Solving Class Imbalance problem in CNN

A roundup of methods to tackle class imbalance

abhishek kushwaha
AI Graduate
5 min readJan 29, 2019

--

General representation of the problem of classifier trained with imbalance class

Life isn’t fair. There is unequal distribution of natural resources across countries, unequal distribution of money, unequal distribution of political powers and so on. Data too is rarely found fairly distributed among classes. In real world, one never gets data which is equally distributed among all classes (labels). We have to live with this situation and have to find ways to deal with it. This is not a new problem and statisticians and mathematicians have spent decades trying to solve this in different ways. Having done quite a lot of research and experiments on this topic, I think it is a good time to share my learning.

What is class Imbalance?

Before getting into the solution of class imbalance lets take a quick peek into what is class imbalance. A machine learning algorithm learns from labelled datasets. Neural networks are primarily used for classification tasks where the network learns by looking at data points belonging to different classes. Imagine you have a classification problem where you have to identify whether a picture shown to the network has a dog in it or a cat. Now assume that your training set has a total of 10,000 images 9,998 images are of dogs and there is only one image which has a cat and the remaining image has none of them. Do you think the neural network will perform well in identifying cats? This is largely what class imbalance looks like. When you have unequal distribution of labelled data in different classes. For finer details I have also included in this article the results of a really nice paper on “A systematic study of the class imbalance problem in convolutional neural networks” by Mateusz Buda, Atsuto Maki, Maciej A. Mazurowski in which they have systematically investigated the impact of class imbalance on classification performance of CNN.
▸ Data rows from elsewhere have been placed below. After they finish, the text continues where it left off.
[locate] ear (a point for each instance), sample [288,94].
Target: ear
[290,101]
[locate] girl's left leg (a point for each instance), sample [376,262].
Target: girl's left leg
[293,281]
For now lets just dive into the overview of the solutions. The details of each step are too much to cover in a single article hence I will just outline the steps and I would encourage you to read the paper for a deeper understanding

1. Methods for addressing imbalance

Methods for addressing class imbalance can be divided into two main categories. The first category is data level methods that operate on training set. The other category covers classifier (algorithmic) level methods, which keeps the training dataset unchanged and adjust training or inference algorithms

1.1 Data level methods

a. Oversampling
b. Undersampling

1.2 Classifier level methods

a. Thresholding
b. Cost sensitive learning
c. One-class classification
d. Hybrid of methods

2. Methods we choose for our experiment

The experiment involves these five methods which cover most of the commonly used approaches in the context of deep learning.

  1. Random minority oversampling
  2. Random majority undersampling
  3. Thresholding with prior class probabilities
  4. Oversampling with thresholding
  5. Undersampling with thresholding

3. Datasets used for experiment

Two different dataset are used

  1. MNIST
  2. CIFAR-10

Imbalance was created synthetically.

4. Evaluation metrics and testing

The accuracy metric is misleading with imbalanced dataset. The right metric would be F1-score or even better area under the receiver operating characteristic curve (ROC AUC) which is a plot of the false positive rate to the true positive rate for all possible prediction thresholds.

5. Results

The results showing the impact of class imbalance on classification performance and comparison of methods for addressing imbalance are shown in below graphs

Results from the paper a) MNIST, b) CIFAR-10

5.1 Generalizations of sampling methods

In some cases undersampling and oversampling perform similarly. For classical machine learning models it was shown that oversampling can cause overfitting, especially for minority classes. The results from above paper experiments do not confirm this conclusion for convolutional neural networks.

Figure below compares the convergence of baseline and sampling methods for CIFAR-10 experiments with respect to accuracy (on test set without imbalance). Both oversampling and undersampling methods helped to train a better classifier in terms of performance and generalization. They also made training more stable. As opposed to traditional machine learning methods, in this case oversampling did not lead to overfitting.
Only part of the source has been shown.